Tar Sands Protest Spotlights Looming Eco-Catastrophe

What have you done lately about climate change?

In the last two weeks, about 700 Americans -- with more to come -- have been arrested in front of the White House, calling on President Obama to block the construction of the $7 billion, 1700-mile Keystone pipeline project that will bring Canadian tar sands oil to the largest refineries in the United States.

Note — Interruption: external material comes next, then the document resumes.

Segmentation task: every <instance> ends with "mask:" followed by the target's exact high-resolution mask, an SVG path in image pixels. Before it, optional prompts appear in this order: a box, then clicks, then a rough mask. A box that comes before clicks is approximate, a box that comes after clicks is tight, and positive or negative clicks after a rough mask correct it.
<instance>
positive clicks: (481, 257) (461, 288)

They include Bill McKibben, the writer, activist and founder of 350.org, who led the protests; James Hansen, NASA's leading climate scientist; Gus Speth, who lead the Council on Environmental Quality under President Carter and went on to become dean of the Yale School of Forestry; Greenpeace executive director Phil Radford; actresses Daryl Hannah and Margot Kidder; and my friend and rabbi, Fred Scherlinder Dobb of Adat Shalom Reconstructionist Congregation in Bethesda.

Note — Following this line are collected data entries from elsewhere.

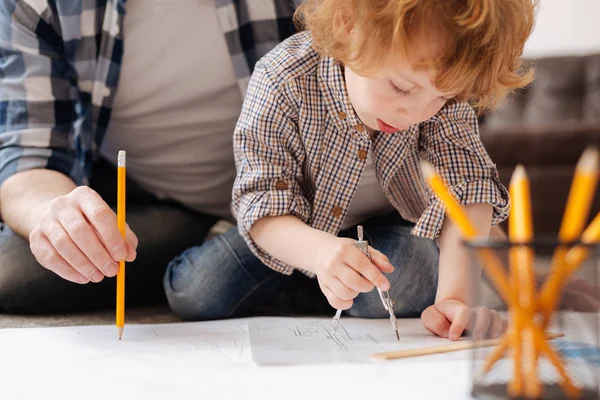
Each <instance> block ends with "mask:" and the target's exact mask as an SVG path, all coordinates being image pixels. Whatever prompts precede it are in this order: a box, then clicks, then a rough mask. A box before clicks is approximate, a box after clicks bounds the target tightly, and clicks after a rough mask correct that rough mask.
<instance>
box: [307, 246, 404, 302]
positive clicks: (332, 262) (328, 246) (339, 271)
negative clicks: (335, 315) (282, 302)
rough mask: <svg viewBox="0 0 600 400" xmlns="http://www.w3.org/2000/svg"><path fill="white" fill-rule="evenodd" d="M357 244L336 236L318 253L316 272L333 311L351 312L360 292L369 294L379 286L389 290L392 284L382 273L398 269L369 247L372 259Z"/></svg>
mask: <svg viewBox="0 0 600 400" xmlns="http://www.w3.org/2000/svg"><path fill="white" fill-rule="evenodd" d="M353 243H354V241H353V240H352V239H347V238H338V237H332V238H331V239H330V240H327V241H325V242H323V243H322V246H320V247H319V248H318V249H317V252H316V263H315V273H316V275H317V280H318V281H319V286H320V287H321V290H322V291H323V293H324V294H325V296H326V297H327V300H328V301H329V304H331V306H332V307H333V308H336V309H342V310H347V309H349V308H350V307H352V303H353V300H354V298H355V297H356V296H358V294H359V293H367V292H370V291H371V290H373V289H374V288H375V287H378V288H380V289H381V290H389V288H390V283H389V281H388V280H387V279H386V277H385V276H383V274H382V272H392V271H393V270H394V267H393V266H392V264H390V262H389V260H388V258H387V257H386V256H385V255H383V254H382V253H380V252H379V251H377V250H375V249H373V248H372V247H369V254H370V255H371V260H372V261H369V258H368V257H367V256H366V255H364V254H363V253H362V252H361V251H360V250H359V249H357V248H356V247H354V245H353Z"/></svg>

Standing behind them are the nation's leading environmental groups -- Greenpeace, the Sierra Club, the Natural Resources Defense Council, the Environmental Defense Funds, Friends of the Earth, the National Wildlife Federation and others. In a letter to Obama, they described the Keystone pipeline ruling as “perhaps the biggest climate test you face between now and the election.”

"There is not an inch of daylight between our policy position on the Keystone XL pipeline, and those of the very civil protesters being arrested daily outside the White House,” the groups said.

There are strong arguments for and against the pipeline, which we'll get to in a moment, but first, a few words about McKibben and the protestors. I went to the White House to talk with them because I share their belief that climate change is not just another issue, but the defining issue of our time. To be sure, it's not an issue that mobilizes people, at least not yet, for a number of reasons: You can't see carbon dioxide pollution, climate science is complex (but clear in its basics), global warming is a slow moving threat and the troubled U.S. economy has crowded virtually every other concern off stage since the summer of 2008.

But ... greenhouse gas emissions are rising steadily, as are atmospheric concentrations of CO2. That means we are edging closer to catastrophe every day.

Bill McKibben

That's why hundreds of people stepped up to get arrest while many of us enjoyed the last couple of weeks of summer.

Said Speth: "It's time to step outside the system, and do some things we haven't done before."

On the Climate Progress blog, Peter Anderson, a Wisconsin recycling consultant, wrote:

For me -- like for most of us -- the precipitate that galvanized my newfound resolve in the face of a corporate choke hold on Congress was the simple, elemental, drive to protect my children: my three girls, now grown up, and my 14 year old boy who is still a child. Theirs is the generation that, in place of an inheritance, will be left to inhabit an overheated world that my cohort is callously leaving behind as, in a blissful state of denial, we party the night away.